そして、質問を理解した途端、勢いよく頷きそうになる。
でも、待って。
「なぁに、出たくないの?」
すぐに答えられないモモに、ライラは不思議がって首を傾げた。
「…出たいわ。それは、もちろん。」
だけど、ここは海の上。
「でもわたしは、戦う力も…航海術だってないもの。」
ライラの力を借りて脱出しても、再び捕まるか、大自然の力を前に野垂れ死ぬかのどちらかだろう。
「そうなの? おかしな話ね、セイレーンなのに。」
「……。」
セイレーンだからって、なんでもできるわけじゃない。
海軍も政府も自分になにを期待しているか知らないが、モモは普通の人間なのだ。
「うーん。あたしもやることがあるし、あんたを連れては行けないわ。」
彼女の目的はよくわからないが、戦う力のないモモを連れて行けないのは当然だろう。
だけど、迷う。
無茶を承知で、この船から出してもらおうか。
そうしたらまた、ローに会うこともできるんじゃないか。
(そんなの、無理ね…。)
ここは新世界。
航海術もログポースも持たない者が、無事にどこかの島へたどり着くなど、そんな奇跡は起こらない。
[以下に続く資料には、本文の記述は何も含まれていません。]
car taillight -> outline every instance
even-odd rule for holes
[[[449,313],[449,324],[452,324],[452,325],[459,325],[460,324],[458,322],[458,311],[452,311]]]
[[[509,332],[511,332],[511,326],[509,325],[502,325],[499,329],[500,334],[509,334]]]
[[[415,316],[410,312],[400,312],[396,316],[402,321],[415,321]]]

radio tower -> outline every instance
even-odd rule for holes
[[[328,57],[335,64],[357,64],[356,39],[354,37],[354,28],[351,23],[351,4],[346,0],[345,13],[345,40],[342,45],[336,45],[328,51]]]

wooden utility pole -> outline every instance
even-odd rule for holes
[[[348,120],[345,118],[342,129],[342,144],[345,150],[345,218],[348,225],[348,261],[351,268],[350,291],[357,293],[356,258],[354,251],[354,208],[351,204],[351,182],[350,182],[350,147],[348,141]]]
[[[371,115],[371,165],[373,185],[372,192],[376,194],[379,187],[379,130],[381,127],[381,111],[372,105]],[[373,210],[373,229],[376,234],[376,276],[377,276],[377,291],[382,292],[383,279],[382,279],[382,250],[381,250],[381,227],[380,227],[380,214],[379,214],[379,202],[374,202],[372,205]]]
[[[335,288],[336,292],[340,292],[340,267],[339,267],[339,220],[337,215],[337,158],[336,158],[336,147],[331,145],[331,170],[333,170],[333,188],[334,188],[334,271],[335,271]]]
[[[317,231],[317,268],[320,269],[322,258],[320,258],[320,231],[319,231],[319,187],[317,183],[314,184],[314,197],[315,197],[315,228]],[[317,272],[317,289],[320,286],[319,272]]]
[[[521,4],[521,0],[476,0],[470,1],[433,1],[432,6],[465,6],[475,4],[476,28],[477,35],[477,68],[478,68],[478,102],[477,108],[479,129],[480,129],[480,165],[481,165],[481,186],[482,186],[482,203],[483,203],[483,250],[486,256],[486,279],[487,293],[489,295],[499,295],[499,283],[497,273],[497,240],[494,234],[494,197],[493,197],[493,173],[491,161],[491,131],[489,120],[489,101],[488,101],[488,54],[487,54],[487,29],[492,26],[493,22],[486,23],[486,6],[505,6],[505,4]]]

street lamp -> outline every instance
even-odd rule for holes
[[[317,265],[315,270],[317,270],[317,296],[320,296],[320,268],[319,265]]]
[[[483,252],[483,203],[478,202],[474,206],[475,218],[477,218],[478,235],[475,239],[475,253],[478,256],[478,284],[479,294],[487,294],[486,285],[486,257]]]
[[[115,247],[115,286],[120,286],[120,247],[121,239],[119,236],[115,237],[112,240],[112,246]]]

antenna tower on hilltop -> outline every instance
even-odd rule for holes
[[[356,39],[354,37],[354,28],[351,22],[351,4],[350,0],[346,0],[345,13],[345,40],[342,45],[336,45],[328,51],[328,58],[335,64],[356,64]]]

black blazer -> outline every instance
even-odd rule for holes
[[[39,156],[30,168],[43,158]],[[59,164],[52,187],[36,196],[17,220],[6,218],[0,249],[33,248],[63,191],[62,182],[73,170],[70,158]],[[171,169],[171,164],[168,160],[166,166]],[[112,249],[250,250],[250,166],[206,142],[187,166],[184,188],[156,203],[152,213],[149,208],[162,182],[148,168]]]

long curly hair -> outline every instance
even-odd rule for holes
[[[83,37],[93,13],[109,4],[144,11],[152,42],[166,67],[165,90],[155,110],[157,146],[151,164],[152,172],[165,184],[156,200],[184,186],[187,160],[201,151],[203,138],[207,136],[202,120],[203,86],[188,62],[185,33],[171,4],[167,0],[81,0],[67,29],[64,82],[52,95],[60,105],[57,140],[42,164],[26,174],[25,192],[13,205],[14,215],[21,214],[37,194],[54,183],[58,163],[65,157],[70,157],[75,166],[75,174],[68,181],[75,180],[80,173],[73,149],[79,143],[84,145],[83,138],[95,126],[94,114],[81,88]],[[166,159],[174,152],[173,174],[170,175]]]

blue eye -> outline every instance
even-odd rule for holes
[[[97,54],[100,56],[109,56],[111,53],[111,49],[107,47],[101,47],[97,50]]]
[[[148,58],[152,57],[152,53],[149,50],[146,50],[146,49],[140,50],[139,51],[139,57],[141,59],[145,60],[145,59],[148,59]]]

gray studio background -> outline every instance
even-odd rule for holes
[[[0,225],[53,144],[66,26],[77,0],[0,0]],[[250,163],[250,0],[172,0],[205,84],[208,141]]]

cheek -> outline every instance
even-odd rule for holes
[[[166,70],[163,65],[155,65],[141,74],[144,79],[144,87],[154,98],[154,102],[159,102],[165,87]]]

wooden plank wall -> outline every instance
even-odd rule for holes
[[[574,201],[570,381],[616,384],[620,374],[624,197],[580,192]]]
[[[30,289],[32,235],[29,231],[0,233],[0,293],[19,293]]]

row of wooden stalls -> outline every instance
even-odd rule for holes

死んでしまっては、想うことも、願うこともできなくなる。
意気地なしと言われればそれまでだけど、モモには諦めることしかできなかった。
「そうねぇ…。でも、あんたには借りができたし…。」
そう呟くライラは、なにか考え込むように腕を組む。
「この“能力”は貴重だし、あと1回しか使えないんだけど…。まあ、しょうがないわ。借りを作りっぱなしにするのは、あたしの主義に反するし。」
「…なんの話?」
彼女がなにを言っているのかわからない。
「こっちの話よ。まあ、だから…、同じホワイトリスト手配者のよしみで、助けてあげるわってこと。」
「え…!?」
今、なんて?
そう尋ねようとした時、ライラは聞いた。
「ねえ、旅行するなら どこへ行きたい?」
「は……?」
なに言って……。
トン、と彼女の手が触れた。
その瞬間。
「ぱッ」という音と共に、モモの身体は跡形もなく消え去った。